Op 29 april 1899 werd Edward Ellington, algemeen bekend als “Duke”, geboren in Washington, D.C. Hij verdeelde zijn studies tussen muziek en commerciële kunst, en tegen 1918 bouwde hij een reputatie op als bandleider en agent. In 1923 ging hij naar New York City en werd al snel een succesvol bandleider. In 1927 kreeg hij een belangrijk engagement in de Cotton Club in Harlem, waar hij tot 1932 bleef (afgezien van incidentele tournees).
Ellington’s band maakte zijn eerste Europese reis in 1932. Na de Tweede Wereldoorlog toerde de band regelmatig door Europa, met uitstapjes naar Zuid-Amerika, het Verre Oosten en Australië. Een piekperiode voor de band was van 1939 tot 1942, toen veel critici vonden dat zijn optredens niet te evenaren waren door enig ander jazz ensemble.
Als componist was Ellington verantwoordelijk voor talrijke werken die populair succes hadden, sommige geschreven in samenwerking met zijn bandleden en met zijn co-barrangeur Billy Strayhorn. The Duke’s meest significante muziek werd speciaal geschreven voor zijn eigen band en solisten.
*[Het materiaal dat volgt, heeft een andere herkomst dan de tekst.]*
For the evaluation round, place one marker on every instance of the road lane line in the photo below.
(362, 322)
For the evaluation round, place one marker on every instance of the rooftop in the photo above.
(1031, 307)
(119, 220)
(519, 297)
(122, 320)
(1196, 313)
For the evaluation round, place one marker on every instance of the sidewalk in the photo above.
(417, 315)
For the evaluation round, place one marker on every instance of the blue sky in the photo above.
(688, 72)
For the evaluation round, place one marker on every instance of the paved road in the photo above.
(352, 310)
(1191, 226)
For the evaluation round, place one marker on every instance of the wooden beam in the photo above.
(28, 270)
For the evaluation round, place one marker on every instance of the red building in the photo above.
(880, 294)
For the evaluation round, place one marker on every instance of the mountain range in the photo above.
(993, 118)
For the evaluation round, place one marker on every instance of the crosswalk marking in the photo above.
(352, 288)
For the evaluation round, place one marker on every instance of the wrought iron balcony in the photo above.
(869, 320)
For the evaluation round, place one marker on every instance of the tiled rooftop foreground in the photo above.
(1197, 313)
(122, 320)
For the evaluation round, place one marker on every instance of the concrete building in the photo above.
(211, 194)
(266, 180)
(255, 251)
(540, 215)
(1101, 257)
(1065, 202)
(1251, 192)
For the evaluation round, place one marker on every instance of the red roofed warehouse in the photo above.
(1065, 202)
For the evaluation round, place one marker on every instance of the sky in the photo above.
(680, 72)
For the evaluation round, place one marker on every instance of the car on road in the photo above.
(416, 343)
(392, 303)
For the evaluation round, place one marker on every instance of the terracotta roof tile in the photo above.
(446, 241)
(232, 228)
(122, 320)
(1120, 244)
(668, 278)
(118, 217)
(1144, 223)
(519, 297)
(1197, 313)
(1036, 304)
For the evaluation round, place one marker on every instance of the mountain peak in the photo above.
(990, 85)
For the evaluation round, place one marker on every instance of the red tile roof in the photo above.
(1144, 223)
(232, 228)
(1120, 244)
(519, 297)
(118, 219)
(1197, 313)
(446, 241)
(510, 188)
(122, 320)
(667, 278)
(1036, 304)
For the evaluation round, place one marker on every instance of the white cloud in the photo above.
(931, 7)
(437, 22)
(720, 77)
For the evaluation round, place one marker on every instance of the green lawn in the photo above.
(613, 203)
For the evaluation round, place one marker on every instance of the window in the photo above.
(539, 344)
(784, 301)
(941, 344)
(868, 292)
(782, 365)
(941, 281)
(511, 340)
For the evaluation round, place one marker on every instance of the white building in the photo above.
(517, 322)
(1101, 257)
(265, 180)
Altijd gevoelig voor de nuances van de klank van zijn solisten, schreef Ellington features voor individuele sidemen en gebruikte zijn kennis van hun karakteristieke klanken bij het componeren van andere werken. Zijn arrangementen bereikten een opmerkelijke mix van individuele en ensemble bijdragen. Maar omdat de meeste van zijn werken voor zijn eigen band werden geschreven, zijn interpretaties door anderen zelden bevredigend geweest.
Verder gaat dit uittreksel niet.